School of Business Administration

Business Scholar alumnus leads in building LGBTQIA+ support

icon of a calendarJuly 9, 2021

icon of a pencilBy Emily Morris

Share this story

Business Scholar alumnus leads in building LGBTQIA+ support

A head shot of Waseem Samaan.
After becoming his most authentic self, Waseem Samaan, FIN/ACC ’10, draws on his roots to encourage pride in those around him. Photo courtesy of Waseem Samaan.

After becoming his most authentic self, Waseem Samaan, FIN/ACC ’10, draws on his roots to encourage pride in those around him.

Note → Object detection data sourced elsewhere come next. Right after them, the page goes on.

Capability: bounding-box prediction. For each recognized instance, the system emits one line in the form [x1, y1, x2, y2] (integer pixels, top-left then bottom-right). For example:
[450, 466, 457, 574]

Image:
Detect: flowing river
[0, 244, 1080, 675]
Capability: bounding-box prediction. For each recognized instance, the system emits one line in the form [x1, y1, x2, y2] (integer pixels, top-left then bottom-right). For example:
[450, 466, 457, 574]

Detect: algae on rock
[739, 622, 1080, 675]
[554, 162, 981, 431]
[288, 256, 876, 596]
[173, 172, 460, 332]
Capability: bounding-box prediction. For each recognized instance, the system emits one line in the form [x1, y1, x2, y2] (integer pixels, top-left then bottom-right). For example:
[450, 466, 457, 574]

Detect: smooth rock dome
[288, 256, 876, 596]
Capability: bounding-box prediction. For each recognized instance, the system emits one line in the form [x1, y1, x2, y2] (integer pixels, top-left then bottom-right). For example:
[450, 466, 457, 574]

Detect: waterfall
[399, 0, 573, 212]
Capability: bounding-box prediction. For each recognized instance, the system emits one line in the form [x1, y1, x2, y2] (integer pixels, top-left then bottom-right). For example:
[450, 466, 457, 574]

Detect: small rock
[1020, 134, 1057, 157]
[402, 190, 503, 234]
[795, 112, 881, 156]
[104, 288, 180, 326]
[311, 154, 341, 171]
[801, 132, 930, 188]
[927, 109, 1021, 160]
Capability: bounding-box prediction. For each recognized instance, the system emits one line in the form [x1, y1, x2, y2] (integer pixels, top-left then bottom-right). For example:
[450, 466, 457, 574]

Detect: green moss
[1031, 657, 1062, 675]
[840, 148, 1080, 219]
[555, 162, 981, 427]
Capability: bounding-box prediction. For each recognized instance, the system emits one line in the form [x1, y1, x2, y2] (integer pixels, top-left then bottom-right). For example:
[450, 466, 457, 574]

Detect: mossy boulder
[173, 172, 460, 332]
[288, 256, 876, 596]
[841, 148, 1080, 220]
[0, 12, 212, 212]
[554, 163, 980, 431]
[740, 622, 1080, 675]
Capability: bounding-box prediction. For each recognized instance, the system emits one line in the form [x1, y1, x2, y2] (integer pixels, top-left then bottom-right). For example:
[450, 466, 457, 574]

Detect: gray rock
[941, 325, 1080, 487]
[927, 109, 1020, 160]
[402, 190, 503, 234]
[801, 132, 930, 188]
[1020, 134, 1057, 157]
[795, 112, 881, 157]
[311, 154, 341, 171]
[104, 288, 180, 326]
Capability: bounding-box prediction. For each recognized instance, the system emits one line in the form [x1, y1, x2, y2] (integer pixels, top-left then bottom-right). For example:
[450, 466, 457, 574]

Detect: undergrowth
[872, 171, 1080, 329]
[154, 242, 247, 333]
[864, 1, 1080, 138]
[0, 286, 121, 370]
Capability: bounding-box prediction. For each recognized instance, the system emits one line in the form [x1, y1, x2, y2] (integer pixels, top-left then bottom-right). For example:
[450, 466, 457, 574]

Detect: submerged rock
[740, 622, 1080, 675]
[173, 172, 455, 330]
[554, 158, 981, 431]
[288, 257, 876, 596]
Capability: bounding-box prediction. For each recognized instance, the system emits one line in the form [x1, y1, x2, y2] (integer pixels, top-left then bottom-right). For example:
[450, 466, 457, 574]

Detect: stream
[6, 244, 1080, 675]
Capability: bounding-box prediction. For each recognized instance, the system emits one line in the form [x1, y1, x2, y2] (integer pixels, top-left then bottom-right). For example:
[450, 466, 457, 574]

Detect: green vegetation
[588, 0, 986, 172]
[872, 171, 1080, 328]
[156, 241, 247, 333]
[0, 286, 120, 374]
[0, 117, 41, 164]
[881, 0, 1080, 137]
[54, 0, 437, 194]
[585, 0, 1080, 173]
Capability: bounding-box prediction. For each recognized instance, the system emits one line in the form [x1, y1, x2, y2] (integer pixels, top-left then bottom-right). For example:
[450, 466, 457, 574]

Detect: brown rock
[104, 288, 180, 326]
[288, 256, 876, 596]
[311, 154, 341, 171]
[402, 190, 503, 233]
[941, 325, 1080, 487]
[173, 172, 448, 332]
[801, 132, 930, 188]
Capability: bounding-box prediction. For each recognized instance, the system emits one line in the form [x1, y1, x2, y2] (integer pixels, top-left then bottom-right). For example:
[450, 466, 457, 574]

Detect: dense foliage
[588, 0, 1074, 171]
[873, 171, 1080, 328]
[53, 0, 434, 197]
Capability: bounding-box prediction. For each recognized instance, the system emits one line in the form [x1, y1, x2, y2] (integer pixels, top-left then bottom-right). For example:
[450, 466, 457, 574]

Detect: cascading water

Once enclosed in baggy navy clothes with a tidy trim, Samaan transformed from a wallflower to an infectiously proud gay Arabic man.

“Growing up, I was an immigrant, I was Arabic, I was a late bloomer… I always felt marginalized,” said Samaan, head of internal audit, Everbridge. “I didn’t have people to talk to, and now, I love to help others.”

At OU, his accounting and finance studies focused on calculations, but caring for others was always at his core.

Prioritizing his studies and seeking out leadership opportunities allowed him to balance calculations and care as a member of Global Business Scholars the Oakland Accounting Students in Information Society as well as a peer adviser in the OU School of Business.

“OU helped me be a great leader, to speak up,” Samaan said. “There’s an emphasis on academia and building leaders, and that’s how you develop influence… getting involved in different organizations and scholarships.”

Initially, Samaan leaned toward an investment banking career. Pursuing student leadership roles along with the academics involved in his double major led him to auditing instead. As an auditor, he believed he could utilize his financial knowledge as well as gain leverage to make a positive impact on the people around him.

“You have influence,” he said. “You have direct access to management at companies, and I wanted to use these resources to do good.”

A recipient of the OU’s highest honor, the Alfred G. Wilson Award, as well as several other scholarships, Samaan credits his early success to his support system of Oakland University business professors.

“Accounting [professors] were so committed to their students,” he said. “They wrote letters of recommendation for me, and they got me more involved in [student organization] roles.”

After graduating from OU, he moved west to earn a master of accounting at University of Southern California. In addition to earning his degree, he worked as a teaching and research assistant where he conducted research on LGBTQIA+ retention and recruiting at the Big 4 accounting firms.

From there, Samaan has made it a priority to weave his knowledge and experience into his professional ventures, launching LGBTQIA+ outreach organizations at 21st Century Fox (FOX Pride) and Everbridge (BridgeOut).

FOX Pride was the first organization of its kind in the company. Initially, his colleagues were leery about its success. Now the group boasts more than 1,300 members in the U.S. alone.

“Some people said, ‘Are you sure you want to start this group? This is going to jeopardize your career,” he said. “But I wanted to share [a sense of] belonging with people. I wanted people to feel comfortable in their own skin.”

After moving from Audit Manager at 21st Century Fox, where he worked for six years, to Head of Internal Audit at Everbridge, Samaan continued to spread pride by starting BridgeOut.

At both companies, he witnessed how the pride organization and events enhanced the community. Long-standing professionals came out at work for the first time, and parents with blossoming LGBTQIA+ children appreciated the support resource.

His plans going forward include expanding to create disability inclusivity resources. His goal is to offer resources to allow everyone to transform into their “true selves.”

“I’m Catholic, I’m Arabic, I’m gay and I’m in accounting,” he said. “It’s like an oxymoron, but all those parts of me are very important to me. I’m proud of each part.”

Samaan’s success demonstrates people can be proud and dynamic professionals while reflecting several defining factors. As Samaan observes, they just need an accepting space to express themselves.

“You don’t change people’s minds by fighting, you change people’s minds by educating,” Samaan said.